Sources with ties to the Siberian plant, which produced 7.3 million tonnes of steel and 6.3 million tonnes of rolled products in 2012, said Evraz will either cut the working days at some parts of the mill, or cut workers’ pay.
“They could even do both -- basically they’re trying to cut costs as much as possible,” one source said, adding that a decision was due on July 1.
Like steelmakers around the world, Evraz has been struggling to cope with weak prices as a growth slowdown in China and Europe’s debt crisis hit demand from the construction sector and other parts of industry.
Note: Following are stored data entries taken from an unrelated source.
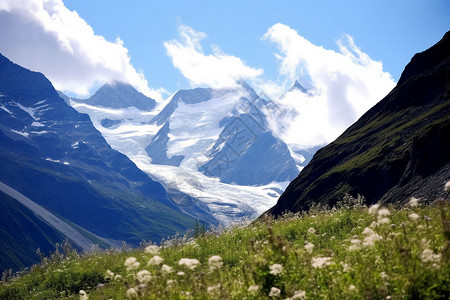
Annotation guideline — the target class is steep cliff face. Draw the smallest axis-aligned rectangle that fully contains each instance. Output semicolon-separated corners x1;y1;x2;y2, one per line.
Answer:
268;31;450;216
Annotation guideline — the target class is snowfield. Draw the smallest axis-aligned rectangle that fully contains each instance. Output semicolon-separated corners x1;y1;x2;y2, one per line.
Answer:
71;88;291;225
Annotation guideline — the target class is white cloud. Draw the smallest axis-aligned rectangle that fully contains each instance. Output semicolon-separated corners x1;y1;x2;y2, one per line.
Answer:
262;23;396;149
164;24;263;89
0;0;166;100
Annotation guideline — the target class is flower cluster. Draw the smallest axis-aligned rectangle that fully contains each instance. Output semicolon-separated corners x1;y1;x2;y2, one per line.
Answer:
178;258;200;270
124;257;140;271
311;256;333;269
208;255;223;271
269;263;283;275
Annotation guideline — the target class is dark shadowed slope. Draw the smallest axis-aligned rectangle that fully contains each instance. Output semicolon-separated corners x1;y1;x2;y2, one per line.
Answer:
268;31;450;216
0;53;195;271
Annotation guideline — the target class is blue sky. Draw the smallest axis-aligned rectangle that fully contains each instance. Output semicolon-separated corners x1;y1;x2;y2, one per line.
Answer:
63;0;449;91
0;0;449;100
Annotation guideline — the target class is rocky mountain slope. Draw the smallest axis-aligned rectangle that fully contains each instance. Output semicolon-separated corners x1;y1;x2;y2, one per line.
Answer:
0;53;195;271
268;31;450;215
71;81;306;224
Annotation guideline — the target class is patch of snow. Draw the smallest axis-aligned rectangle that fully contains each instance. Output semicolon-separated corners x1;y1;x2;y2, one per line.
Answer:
134;157;284;225
0;105;11;114
45;158;60;163
17;103;37;120
11;129;29;137
35;100;47;106
71;101;163;158
70;87;290;226
31;130;47;135
167;90;245;167
31;121;45;127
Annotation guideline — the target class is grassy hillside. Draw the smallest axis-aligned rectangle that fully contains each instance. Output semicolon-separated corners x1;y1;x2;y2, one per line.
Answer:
1;193;449;299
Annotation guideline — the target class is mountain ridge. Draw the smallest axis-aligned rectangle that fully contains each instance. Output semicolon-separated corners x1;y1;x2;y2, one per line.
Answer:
73;81;156;111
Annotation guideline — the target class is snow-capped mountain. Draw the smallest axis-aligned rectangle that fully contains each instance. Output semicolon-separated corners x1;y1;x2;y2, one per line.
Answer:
0;53;195;271
288;79;311;94
77;81;157;111
71;81;316;225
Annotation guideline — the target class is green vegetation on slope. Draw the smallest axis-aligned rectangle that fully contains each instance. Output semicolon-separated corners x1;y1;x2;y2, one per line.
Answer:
0;191;67;272
1;194;449;299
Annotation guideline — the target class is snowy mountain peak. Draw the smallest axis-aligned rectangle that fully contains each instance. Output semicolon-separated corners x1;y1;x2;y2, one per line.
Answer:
289;79;312;95
76;81;156;111
70;79;314;225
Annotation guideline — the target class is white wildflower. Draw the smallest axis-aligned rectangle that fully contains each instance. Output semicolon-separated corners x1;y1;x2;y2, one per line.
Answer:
421;238;431;248
421;249;441;264
176;271;185;276
363;232;382;248
124;257;140;271
126;287;137;299
105;269;114;280
114;274;123;281
161;264;173;275
136;270;152;283
144;245;159;255
349;239;361;251
311;256;333;268
380;272;389;281
166;279;176;287
408;213;420;221
269;287;281;297
207;284;221;295
408;197;420;208
377;217;391;225
378;208;391;218
444;180;450;192
349;285;356;291
178;258;200;270
181;291;192;298
148;255;164;266
340;262;352;272
269;263;283;275
304;241;314;253
368;203;380;215
290;290;306;299
79;290;88;300
362;227;375;235
208;255;223;271
307;227;316;234
369;221;378;228
247;285;260;294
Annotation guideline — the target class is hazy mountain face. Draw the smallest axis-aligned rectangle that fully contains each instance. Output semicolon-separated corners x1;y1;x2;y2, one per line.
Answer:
73;81;157;111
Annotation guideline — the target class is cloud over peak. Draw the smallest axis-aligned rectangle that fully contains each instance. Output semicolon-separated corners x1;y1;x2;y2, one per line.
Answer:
263;23;396;148
164;24;263;89
0;0;165;100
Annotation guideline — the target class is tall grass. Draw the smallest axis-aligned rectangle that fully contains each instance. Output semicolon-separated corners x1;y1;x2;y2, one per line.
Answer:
1;196;449;299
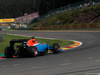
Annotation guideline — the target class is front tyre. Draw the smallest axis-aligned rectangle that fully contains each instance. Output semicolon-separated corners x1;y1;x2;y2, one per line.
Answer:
52;43;60;54
4;47;13;58
27;46;38;57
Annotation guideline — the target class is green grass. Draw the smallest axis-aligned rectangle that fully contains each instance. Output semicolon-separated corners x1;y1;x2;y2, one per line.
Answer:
0;34;30;54
0;34;74;54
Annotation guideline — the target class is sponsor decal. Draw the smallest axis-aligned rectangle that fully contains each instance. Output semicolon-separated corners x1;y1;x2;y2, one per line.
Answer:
0;19;14;23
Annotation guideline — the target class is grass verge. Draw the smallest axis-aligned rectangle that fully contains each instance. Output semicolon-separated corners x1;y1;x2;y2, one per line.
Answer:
0;34;74;54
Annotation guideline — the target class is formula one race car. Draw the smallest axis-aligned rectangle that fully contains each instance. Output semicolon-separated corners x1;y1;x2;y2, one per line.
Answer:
4;37;63;58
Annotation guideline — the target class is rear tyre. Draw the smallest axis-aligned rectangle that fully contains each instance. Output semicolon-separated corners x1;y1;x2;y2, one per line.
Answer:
27;46;38;57
18;47;27;57
4;47;13;58
52;43;60;54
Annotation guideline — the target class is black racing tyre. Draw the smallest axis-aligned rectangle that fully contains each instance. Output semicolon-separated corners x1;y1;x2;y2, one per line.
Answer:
4;47;13;58
18;47;27;57
27;46;38;57
52;43;60;54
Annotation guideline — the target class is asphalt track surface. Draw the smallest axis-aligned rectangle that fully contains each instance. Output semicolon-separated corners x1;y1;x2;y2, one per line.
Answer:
0;31;100;75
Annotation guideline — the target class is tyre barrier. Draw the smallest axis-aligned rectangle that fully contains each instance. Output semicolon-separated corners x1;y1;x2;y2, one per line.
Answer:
34;23;100;30
12;28;33;30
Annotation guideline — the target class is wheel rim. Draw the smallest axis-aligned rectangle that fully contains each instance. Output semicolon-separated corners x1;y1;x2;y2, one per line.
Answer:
33;47;38;57
35;49;38;55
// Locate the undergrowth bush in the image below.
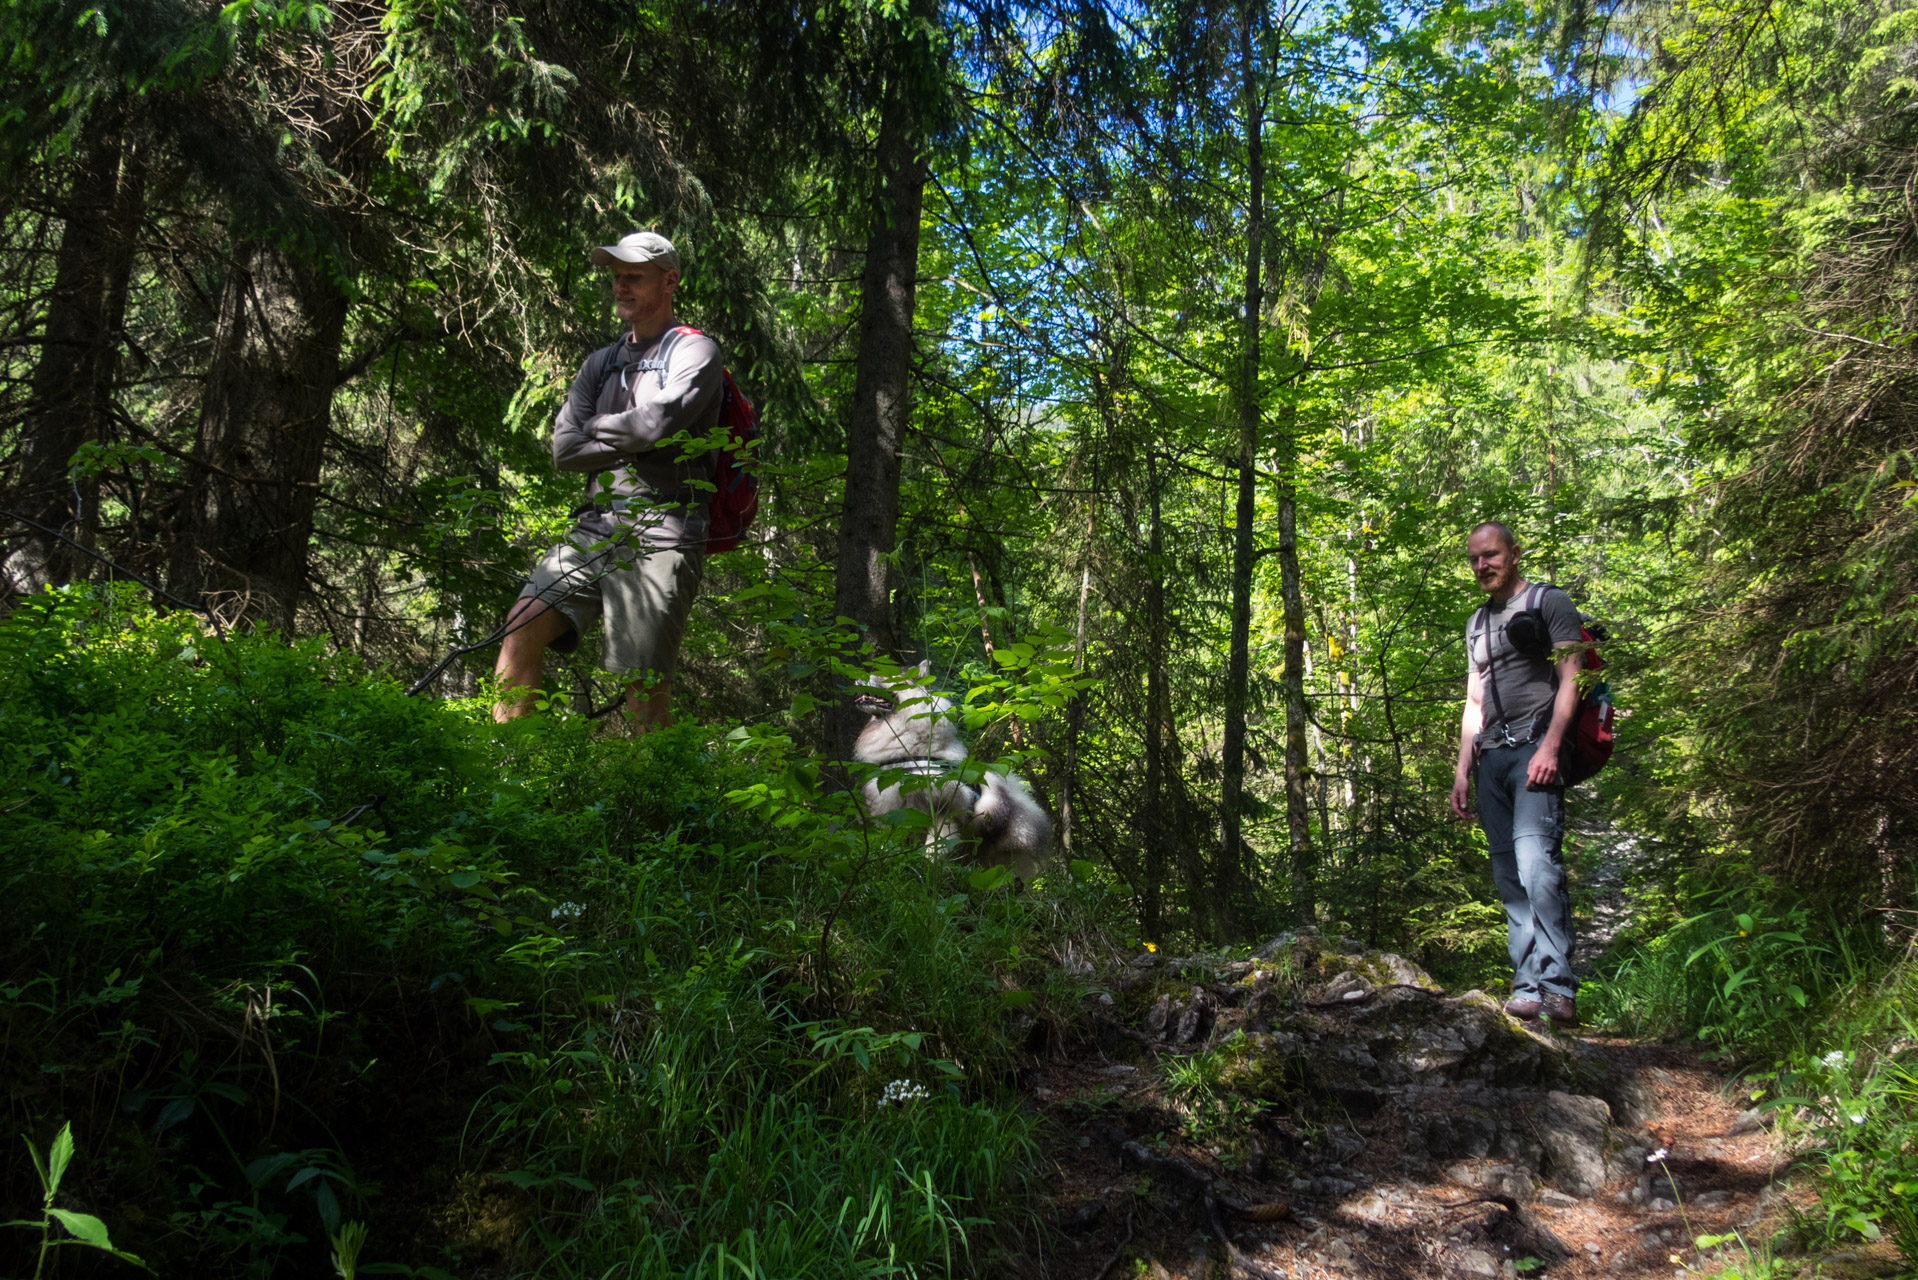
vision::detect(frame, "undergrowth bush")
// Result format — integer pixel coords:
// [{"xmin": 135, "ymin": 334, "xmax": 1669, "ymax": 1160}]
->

Evraz posted a net loss of $335 million in 2012 compared with over $400 million profit the previous year and said they expected to cut spending in 2013 by around 10 percent from the $1.3 billion spent the previous year.
A spokesman for Evraz said the firm was looking at various ways of cutting costs at a tough time for the steel industry.
“Shifting some personnel to working a shorter week is one way of controlling costs, which at the moment we are considering in relation to administrative and management staff only.”
However, the sources said it is the steel-producing and processing divisions of ZSMK that could see their week cut, with rolling facilities unaffected.
“They’ve probably not got enough orders in front of the slow season...Sometimes its more cost effective to shrink the weeks than to keep producing to build inventories,” said Renaissance Capital analyst Boris Krasnojenov.
Hard times lie ahead for Evraz starting in August, the end of the season when prices usually fall, according to BCS analyst Oleg Petropavlovsky.
“Evraz might have to cut capex this year to less than $1 billion from the planned $1.1 billion,” he said, adding that the market may also come under further pressure in the third quarter when several companies introduce new production capacity.